- Born: 1949 (age 76–77) Taipei, Taiwan
- Education: McGill University (BS) California Institute of Technology (PhD)
- Known for: Co-founding Global Crossing
- Title: Chairman of J. Paul Getty Trust (2019–2023)

Chinese name
- Chinese: 李立

Standard Mandarin
- Hanyu Pinyin: Lǐ Lì

= David L. Lee =

Taiwanese business executive and venture capitalist

David Li Lee (李立; born 1949) is a Taiwanese theoretical physicist, business executive and venture capitalist. He is best known for co-founding Global Crossing Ltd.

==Early life and education==
Lee was born and raised in Taipei, Taiwan. He moved to Canada to attend college and graduated from McGill University with a bachelor's degree in physics with honors in three years. He then earned his Ph.D. in theoretical physics with a minor in economics from the California Institute of Technology in 1974 with Kip S. Thorne as his advisor. His thesis work was on alternative theories of gravity to Einstein's General Theory of Relativity; he is co-author of the Lightman-Lee and Lee-Lightman-Ni theories of gravity.

==Career==
Lee, also a certified public accountant, started his business career at Arthur Andersen & Co. in Los Angeles in 1975. In 1981, he joined a company that was acquired by the satellite communications firm Comsat, where he held a variety of executive positions before joining TRW Information Systems Group in 1986. At TRW, he was group vice president of finance and acquisitions.
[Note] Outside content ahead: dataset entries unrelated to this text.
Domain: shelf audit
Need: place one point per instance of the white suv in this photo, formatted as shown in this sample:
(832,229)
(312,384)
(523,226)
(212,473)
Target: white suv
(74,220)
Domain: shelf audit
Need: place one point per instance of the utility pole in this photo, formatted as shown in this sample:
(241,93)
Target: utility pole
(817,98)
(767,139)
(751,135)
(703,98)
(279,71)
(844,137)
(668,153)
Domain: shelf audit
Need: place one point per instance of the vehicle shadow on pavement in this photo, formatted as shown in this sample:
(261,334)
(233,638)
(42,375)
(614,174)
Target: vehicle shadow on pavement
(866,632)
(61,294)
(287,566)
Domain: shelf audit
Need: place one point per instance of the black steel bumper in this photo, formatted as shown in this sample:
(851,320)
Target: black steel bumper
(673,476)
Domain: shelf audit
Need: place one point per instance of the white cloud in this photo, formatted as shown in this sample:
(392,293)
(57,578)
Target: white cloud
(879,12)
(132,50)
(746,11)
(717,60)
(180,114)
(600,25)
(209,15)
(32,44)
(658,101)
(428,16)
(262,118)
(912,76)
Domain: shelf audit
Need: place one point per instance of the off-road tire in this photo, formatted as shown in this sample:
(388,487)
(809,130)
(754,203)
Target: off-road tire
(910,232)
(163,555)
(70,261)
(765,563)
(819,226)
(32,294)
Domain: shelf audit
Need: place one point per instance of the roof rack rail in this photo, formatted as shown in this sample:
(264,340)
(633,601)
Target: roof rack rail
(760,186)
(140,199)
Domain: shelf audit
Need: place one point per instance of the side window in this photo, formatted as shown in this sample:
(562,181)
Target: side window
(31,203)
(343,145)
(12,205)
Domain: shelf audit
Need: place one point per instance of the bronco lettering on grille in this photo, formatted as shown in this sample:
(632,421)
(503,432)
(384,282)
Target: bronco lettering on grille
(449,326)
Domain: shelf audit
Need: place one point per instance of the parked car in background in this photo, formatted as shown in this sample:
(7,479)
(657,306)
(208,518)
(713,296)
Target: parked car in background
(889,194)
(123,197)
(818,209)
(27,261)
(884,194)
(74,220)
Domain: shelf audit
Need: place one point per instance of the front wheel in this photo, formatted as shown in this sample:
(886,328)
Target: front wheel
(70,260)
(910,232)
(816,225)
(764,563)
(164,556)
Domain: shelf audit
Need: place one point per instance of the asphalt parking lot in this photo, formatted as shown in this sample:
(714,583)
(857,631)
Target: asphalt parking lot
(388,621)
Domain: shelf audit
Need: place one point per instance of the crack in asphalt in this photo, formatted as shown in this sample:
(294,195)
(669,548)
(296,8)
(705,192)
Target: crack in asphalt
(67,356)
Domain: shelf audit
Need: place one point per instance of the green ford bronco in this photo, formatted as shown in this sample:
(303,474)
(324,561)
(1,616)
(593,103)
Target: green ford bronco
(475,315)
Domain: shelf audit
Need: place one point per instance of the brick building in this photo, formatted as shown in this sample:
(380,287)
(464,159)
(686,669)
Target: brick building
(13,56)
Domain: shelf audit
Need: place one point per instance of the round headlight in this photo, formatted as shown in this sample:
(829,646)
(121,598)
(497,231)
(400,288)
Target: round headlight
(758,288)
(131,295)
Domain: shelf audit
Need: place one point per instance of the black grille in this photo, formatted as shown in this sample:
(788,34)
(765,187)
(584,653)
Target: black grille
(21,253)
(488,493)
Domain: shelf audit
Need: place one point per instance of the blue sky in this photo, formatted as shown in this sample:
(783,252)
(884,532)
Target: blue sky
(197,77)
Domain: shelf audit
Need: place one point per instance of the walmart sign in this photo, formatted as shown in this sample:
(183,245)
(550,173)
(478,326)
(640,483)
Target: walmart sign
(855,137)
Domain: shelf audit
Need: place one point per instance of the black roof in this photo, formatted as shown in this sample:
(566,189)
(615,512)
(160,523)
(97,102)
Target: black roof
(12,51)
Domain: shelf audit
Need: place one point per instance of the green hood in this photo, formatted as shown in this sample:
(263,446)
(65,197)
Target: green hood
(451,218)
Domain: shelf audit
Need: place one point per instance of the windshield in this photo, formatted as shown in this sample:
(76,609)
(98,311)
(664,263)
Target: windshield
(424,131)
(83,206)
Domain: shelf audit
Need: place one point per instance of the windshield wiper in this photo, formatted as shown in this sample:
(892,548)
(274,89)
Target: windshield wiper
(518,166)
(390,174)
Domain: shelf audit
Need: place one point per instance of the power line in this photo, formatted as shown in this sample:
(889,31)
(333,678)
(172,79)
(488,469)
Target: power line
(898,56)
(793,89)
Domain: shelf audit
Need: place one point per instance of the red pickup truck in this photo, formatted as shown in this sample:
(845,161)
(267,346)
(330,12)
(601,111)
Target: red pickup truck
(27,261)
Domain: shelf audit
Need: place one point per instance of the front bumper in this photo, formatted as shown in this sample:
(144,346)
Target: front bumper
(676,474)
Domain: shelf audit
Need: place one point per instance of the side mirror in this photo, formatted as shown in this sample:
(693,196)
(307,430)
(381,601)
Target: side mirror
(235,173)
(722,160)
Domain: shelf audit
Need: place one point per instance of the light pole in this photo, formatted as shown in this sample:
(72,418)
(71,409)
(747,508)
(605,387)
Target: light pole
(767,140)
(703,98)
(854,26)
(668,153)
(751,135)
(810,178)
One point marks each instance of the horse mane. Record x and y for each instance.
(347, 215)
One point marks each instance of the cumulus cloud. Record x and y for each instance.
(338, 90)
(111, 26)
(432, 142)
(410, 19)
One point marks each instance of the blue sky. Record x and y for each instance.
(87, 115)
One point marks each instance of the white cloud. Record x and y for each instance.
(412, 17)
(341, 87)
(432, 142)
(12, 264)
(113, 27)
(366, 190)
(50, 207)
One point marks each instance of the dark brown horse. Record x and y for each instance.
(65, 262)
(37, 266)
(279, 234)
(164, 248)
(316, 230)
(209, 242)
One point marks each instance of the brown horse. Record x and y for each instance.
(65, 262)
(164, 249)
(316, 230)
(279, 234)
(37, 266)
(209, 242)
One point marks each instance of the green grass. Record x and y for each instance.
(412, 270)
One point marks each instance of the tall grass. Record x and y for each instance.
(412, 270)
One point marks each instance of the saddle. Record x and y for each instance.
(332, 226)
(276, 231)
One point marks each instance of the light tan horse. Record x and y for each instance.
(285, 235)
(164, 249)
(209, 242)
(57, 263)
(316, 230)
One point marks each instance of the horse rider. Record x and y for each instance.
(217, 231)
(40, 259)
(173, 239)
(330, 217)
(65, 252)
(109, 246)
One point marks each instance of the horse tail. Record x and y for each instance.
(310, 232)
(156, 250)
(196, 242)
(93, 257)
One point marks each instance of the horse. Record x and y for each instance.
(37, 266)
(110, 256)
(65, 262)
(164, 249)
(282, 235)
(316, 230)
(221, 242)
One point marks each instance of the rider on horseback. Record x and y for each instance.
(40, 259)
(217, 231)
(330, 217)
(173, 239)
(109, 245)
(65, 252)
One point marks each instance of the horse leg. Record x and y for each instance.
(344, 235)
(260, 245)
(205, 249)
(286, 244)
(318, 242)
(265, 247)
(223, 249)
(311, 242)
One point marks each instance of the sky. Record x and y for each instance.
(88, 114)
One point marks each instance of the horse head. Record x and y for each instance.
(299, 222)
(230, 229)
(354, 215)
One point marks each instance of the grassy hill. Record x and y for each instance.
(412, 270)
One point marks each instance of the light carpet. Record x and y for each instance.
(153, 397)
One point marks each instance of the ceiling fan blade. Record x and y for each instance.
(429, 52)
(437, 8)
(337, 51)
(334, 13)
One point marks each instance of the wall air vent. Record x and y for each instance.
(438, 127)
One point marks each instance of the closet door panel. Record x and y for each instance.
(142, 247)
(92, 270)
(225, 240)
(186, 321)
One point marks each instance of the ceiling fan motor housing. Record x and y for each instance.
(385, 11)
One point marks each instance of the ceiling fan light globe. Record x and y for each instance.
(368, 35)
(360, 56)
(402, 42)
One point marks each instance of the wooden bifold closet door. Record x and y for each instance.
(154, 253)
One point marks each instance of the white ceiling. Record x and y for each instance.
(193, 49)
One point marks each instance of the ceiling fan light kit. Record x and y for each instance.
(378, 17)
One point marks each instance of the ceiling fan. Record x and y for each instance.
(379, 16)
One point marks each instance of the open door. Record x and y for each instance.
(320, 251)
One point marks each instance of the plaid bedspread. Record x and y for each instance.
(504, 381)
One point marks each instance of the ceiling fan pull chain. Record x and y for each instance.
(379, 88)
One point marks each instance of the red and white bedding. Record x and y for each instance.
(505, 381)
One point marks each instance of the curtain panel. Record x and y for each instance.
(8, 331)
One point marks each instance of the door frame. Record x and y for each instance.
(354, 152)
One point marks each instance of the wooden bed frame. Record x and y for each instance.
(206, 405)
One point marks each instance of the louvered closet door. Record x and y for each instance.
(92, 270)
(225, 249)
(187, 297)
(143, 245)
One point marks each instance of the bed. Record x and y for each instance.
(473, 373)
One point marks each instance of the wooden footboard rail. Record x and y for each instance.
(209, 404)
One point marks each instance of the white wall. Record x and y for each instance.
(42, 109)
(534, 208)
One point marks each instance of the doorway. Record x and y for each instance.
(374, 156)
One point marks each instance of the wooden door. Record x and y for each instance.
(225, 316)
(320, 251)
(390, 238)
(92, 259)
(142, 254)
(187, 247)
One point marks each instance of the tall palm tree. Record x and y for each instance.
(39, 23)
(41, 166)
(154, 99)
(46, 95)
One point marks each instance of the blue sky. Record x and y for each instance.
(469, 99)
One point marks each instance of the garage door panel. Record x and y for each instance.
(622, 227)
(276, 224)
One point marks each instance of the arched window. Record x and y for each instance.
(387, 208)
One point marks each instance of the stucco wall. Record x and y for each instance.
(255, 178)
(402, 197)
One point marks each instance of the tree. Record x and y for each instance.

Lee left TRW in late 1989 to join Pacific Capital Group, where he facilitated the firm's expansion into the telecommunications industry. He co-founded the transcontinental telecommunications firm Global Crossing in 1997 and served as its president and chief operating officer until early 2000, when he left to launch Clarity Partners with Barry Porter, Steve Rader and R. Rudolph Reinfrank.

In 1999 Lee donated $10 million to Caltech to fund a virtual center in advanced networking, also making a similar donation to Chiao-Tung University, in Taiwan, to fund a sister program. He is chairman of the Board of Overseers of the University of Southern California medical school, a trustee of the J. Paul Getty Trust, and chair of the Board of Trustees of the California Institute of Technology.